One more hunch is, what if tdnf -y update is causing contention while cloud-init is in the middle of something?

I've already ruled that out. In my tests I have this commented out:

update.sh:

#!/bin/sh

set -e

# Touch a file
touch /root/BUILT_BY_PACKER

# Wait for the system to settle
sleep 300

# Update
# tdnf -y update

[prologic]

Also FWIW the user-data that is being pushed to VMWare Guestinfo via Terraform when creating these instances is correct. I can see it once the VM boots up.

root@dm1-test2 [ ~ ]# vmware-rpctool 'info-get guestinfo.userdata' | base64 -d
#cloud-config
preserve_hostname: false
hostname: dm1-test2
fqdn: dm1-test2.xxx

users:
  - name: root
    lock_passwd: false
    hashed_passwd: xxx
    ssh-authorized-keys:
     - ssh-rsa xxx
    shell: /bin/bash

write_files:
  - path: /etc/docker/daemon.json
    content: |
      {
          "debug" : false,
          "log-driver": "loki",
          "log-opts": {
              "loki-url": "http://127.0.0.1:3100/loki/api/v1/push"
          }
      }

final_message: "System initialisation finished after $UPTIME seconds"

The problem is this pesky write_files that doesn't work correctly, and as pointed out early in this issue there are hints that some part of cloud-init's init process is running twice or something.

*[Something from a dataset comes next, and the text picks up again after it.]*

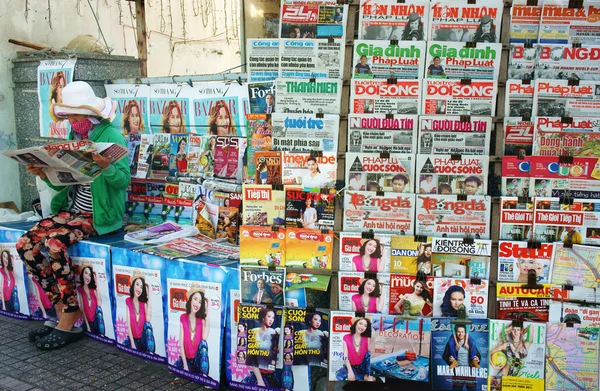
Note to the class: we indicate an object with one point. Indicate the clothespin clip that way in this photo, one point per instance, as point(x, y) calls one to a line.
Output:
point(368, 234)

I don't understand why this doesn't work.

[sshedi]

Okay, I will give it one more shot. Please give the complete log using cloud-init collect-logs and attach the tarball here.

And do this on a fresh instance of setup.

[arunmk]

hi folks, I am seeing a similar issue where some of the write_files sections are not executed sporadically. A cloud-init clean and reboot fixes it.

This is however on an Ubuntu 20.04 OS. How do we know if the issues are related?

[craig-fields]

I had a problem with the same symptoms a couple of years ago - write_files appears to do nothing (when going from Ubuntu 16, where these scripts I inherited used to work, to Ubuntu 20, where they no longer do).

I tracked this down to the fact that I was writing files into the /opt directory, which is actually for me a mountpoint.

As of Ubuntu 20, the files would be written into the /opt directory before the partition was mounted, then the partition would be mounted, hiding the files that were written.

Then my command section, running after the mount, could not find the files. Once you know the problem of course, there are workarounds.

I do not know in this context if perhaps /etc/docker is actually a mountpoint as well.